After the Cloud Lifted tells the story of the Hiroshima atomic bomb and its aftermath, through the lives and recollections of a dozen survivors. Employing well-edited interviews and graphic footage of the devastation left by the bomb, the video focuses not on the political issues or on questions of blame but on the human experiences of the event: the physical and emotional costs, the humiliation of disfigurement, the acts of forgiveness and recovery that occurred over the next three decades.
The story is divided into eleven brief sections: Before the Bomb; Day of the Bomb (shown through a combination of photographs and cartoons); Art and Recovery; Dealing with Disfigurement; Hiding from Humiliation; Fighting Famine; Rags to Riches; Black Market; Preserving History; Befriending the Enemy; and A New Vision. Some, like Rags to Riches, narrate experiences of postwar financial success that have little apparent connection to the atom bomb story, while others (eg., Hiding from Humiliation) provide gripping accounts of personal tragedy and psychological triumph.
Most effective are the personal stories. Keiji Nakazawa, creator of the widely-read cartoon strip, Barefoot Gen, gives an almost unbearable account of the way his father, brother and sister burned to death, trapped beneath fallen timbers, while he and his mother stood helplessly by. Koko Tanimoto Kondo, a Christian minister's daughter, recounts the surge of forgiveness she experienced several years later when, angry and bent on revenge, she met a co-pilot from the Enola Gay, and heard him recount his own horror on seeing the destruction from the sky. "I saw his tear; my whole attitude changed," she said.

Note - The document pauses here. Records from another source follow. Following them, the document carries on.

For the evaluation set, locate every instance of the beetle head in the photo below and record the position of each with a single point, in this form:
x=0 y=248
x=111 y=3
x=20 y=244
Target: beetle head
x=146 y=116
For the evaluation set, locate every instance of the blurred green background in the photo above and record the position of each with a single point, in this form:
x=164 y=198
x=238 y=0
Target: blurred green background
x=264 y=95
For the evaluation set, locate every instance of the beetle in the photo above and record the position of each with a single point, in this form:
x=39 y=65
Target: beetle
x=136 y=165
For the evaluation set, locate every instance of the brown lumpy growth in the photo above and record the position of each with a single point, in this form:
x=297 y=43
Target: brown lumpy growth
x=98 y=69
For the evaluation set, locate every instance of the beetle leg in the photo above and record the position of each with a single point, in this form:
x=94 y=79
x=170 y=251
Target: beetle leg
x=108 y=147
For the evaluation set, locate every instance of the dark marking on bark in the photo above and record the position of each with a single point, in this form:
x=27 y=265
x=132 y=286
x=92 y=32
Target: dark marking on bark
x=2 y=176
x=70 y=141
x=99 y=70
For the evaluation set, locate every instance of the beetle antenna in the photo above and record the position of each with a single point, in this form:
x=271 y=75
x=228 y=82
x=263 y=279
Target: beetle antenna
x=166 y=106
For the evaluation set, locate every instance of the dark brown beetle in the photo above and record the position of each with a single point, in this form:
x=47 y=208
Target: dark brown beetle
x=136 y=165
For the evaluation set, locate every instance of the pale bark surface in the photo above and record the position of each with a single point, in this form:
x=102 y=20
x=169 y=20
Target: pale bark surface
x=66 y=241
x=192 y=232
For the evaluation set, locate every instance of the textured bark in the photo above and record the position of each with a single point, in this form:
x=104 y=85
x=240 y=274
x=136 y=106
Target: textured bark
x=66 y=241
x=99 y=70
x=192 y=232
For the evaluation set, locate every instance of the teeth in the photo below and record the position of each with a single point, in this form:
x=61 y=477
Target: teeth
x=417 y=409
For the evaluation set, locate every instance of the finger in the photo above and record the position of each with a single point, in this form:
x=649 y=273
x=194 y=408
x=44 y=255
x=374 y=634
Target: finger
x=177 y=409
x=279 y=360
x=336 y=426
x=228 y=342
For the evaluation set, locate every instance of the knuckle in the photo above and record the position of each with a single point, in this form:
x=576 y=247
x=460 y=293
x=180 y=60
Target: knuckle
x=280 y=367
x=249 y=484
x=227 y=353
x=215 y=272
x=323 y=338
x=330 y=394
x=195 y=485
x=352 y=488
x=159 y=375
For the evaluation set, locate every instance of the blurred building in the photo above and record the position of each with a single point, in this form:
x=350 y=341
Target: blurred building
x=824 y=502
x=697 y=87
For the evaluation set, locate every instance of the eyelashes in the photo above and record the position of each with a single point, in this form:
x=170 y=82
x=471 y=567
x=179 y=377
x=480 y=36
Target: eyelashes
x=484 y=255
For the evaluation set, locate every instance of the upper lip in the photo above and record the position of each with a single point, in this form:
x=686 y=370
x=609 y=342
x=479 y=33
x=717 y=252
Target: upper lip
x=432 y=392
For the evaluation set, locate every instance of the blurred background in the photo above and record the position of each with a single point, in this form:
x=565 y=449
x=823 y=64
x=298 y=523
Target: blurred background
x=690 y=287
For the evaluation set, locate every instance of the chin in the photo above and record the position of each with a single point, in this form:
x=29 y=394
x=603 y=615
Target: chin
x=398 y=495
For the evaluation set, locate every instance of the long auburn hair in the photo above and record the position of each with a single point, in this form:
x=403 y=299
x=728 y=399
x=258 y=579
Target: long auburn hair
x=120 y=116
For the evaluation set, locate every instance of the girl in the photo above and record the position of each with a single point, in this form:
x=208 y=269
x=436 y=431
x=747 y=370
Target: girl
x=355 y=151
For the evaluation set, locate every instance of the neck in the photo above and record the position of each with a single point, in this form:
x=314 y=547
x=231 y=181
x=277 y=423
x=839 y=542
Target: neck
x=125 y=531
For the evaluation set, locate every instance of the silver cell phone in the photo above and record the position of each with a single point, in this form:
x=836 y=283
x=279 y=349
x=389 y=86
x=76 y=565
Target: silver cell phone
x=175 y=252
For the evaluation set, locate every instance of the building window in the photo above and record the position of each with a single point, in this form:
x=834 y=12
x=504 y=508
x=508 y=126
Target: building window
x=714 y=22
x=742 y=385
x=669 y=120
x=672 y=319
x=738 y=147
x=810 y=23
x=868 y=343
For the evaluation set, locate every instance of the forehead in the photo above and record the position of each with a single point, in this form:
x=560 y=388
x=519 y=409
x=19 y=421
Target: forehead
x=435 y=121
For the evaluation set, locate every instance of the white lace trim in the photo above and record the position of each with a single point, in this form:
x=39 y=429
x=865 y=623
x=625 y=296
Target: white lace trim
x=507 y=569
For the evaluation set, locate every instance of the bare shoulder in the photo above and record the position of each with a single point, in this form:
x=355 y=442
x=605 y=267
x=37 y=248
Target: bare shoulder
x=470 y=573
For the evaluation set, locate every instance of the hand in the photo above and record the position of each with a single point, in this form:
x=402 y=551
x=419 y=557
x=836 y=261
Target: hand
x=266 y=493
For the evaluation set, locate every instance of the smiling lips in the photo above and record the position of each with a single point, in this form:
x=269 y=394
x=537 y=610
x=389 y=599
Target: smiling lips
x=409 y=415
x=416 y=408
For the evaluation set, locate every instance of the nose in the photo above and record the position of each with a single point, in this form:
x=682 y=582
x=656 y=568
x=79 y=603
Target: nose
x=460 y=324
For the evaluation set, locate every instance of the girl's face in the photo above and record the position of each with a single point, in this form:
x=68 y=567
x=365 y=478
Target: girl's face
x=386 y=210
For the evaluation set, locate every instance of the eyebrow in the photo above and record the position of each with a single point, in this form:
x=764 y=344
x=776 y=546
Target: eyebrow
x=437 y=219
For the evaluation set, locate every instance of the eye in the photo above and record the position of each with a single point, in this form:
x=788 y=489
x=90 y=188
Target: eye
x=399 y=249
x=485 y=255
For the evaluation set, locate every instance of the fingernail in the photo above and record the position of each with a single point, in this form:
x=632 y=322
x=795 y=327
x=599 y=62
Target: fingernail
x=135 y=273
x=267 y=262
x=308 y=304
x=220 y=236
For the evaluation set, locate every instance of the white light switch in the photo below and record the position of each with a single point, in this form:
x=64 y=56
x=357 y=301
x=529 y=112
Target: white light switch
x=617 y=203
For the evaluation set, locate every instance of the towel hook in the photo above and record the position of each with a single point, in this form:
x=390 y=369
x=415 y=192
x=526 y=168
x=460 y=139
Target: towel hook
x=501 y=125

Though the film footage from 1945 is graphic and disturbing, contemporary shots sometimes are stereotypical or over-dramatized. And while the film commendably avoids blame and easy generalizations about the war, the sections on peace and reconciliation sometimes dip into cliches, a certain American-centrism.
At the same time, the film raises many of the fundamental questions that students and civic groups will want to discuss: whether Japan would have used the bomb if it had had it; how the Japanese teach children about the war today (though one wishes the counterpart question about American education were also broached); whether the war and the bombs should be forgotten or remembered; what is required for the recovery of psychological health.
After the Cloud Lifted is likely to be most effective in middle and high school classes, as well as in some civic groups. While the scenes of destruction and suffering might be useful in introductory college and university courses, the issues are too thinly treated for wide use at that level.